Union Strikers and UB Students Face Off Against New Era
The New Era Cap Company, the official manufacturer of Major League Baseball caps as well as UB Bulls apparel, has come under increased scrutiny in recent months by college activists, sweatshop foes and labor rights advocates who criticize the corporation's practices in the United States and abroad.
Locally, the company has received press for a half-year-old strike at its Derby, N.Y. plant, located near Buffalo.
Striking union workers from New Era announced the escalation of their campaign to win a fair labor contract at a press conference Jan. 16 on North Campus. Over 80 strikers from the Derby plant gathered in front of the University Bookstore at lunchtime to demonstrate their continuing support for the campaign that commenced last summer.
New Era is a major licenser of merchandise at UB. New Era-made caps stamped with the UB logo are sold in the University Bookstore as well as the Division of Athletics' Web store, and UB Bulls baseball players sport New Era caps as part of their uniforms.
The UB press conference marked the six-month anniversary of the strike against New Era. The Communications Workers of America Local 14177, a group of 280 workers from the Derby plant, has been lobbying with the help of students from UB and other universities for a fair labor contract from the cap company. The union is calling on sporting teams at both the professional and collegiate levels to halt the purchase of New Era caps until such an agreement is reached.
According to UB graduate student and CWA Local 14177 Secretary Jason Kozlowski, New Era has been cutting the wages of its Derby workers and employing union-busting tactics to prevent workers from forming an official representational group.
Kozlowski also criticized the plant's safety record. New Era has allegedly fired injured workers who do not recover quickly enough or suspended pay from workers while they were injured. In addition, Kozlowski said, the Derby plant has a rate of injury four times greater than that of a typical apparel production factory.

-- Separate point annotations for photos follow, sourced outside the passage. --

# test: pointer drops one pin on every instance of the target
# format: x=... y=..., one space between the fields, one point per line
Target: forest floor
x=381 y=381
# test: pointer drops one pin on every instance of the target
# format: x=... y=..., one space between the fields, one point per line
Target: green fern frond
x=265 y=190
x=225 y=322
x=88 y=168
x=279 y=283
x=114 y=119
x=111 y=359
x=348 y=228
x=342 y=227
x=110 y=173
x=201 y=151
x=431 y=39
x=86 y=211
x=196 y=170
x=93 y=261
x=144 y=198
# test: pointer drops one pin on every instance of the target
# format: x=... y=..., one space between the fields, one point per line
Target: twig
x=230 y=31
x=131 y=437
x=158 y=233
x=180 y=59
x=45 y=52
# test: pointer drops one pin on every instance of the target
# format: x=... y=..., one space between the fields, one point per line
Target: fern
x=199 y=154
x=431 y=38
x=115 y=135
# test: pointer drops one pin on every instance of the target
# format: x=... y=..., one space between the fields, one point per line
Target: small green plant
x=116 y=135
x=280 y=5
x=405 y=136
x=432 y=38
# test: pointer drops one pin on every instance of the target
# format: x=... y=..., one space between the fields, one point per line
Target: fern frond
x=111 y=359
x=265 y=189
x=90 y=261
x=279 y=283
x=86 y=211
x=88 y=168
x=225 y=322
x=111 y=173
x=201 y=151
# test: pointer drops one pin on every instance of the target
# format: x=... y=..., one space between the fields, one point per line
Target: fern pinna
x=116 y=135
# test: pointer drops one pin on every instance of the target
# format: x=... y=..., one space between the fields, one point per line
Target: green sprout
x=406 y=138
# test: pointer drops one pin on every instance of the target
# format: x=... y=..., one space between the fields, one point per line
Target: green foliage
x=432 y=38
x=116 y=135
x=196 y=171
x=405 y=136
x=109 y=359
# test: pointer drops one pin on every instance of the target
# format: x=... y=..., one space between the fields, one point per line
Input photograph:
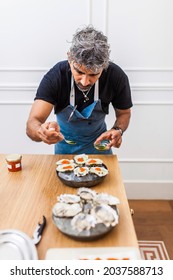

"Workers often suffer from repetitive task related injuries," said Kozlowski. "New Era has fired workers for not recovering fast enough. They are simply unwilling to address the injury rate and injury recovery issue."
Debbi Schulz, who has been working for New Era for 16 years, believes tactics such as suspending injured workers and wage cuts are all part of a general attempt to disperse the worker's union.
"We just want a fair contract, with the old pay we were receiving, and more medical support for injuries," said Schulz. "But, New Era took all that away in a clear attempt to break our union."
The injury rate is a major point of contention in the dispute. In a Buffalo News article dated July 17, 2001, New Era said injury rates at Derby are higher than the company's non-union plants in Buffalo and Alabama, implying injuries might be feigned or exaggerated.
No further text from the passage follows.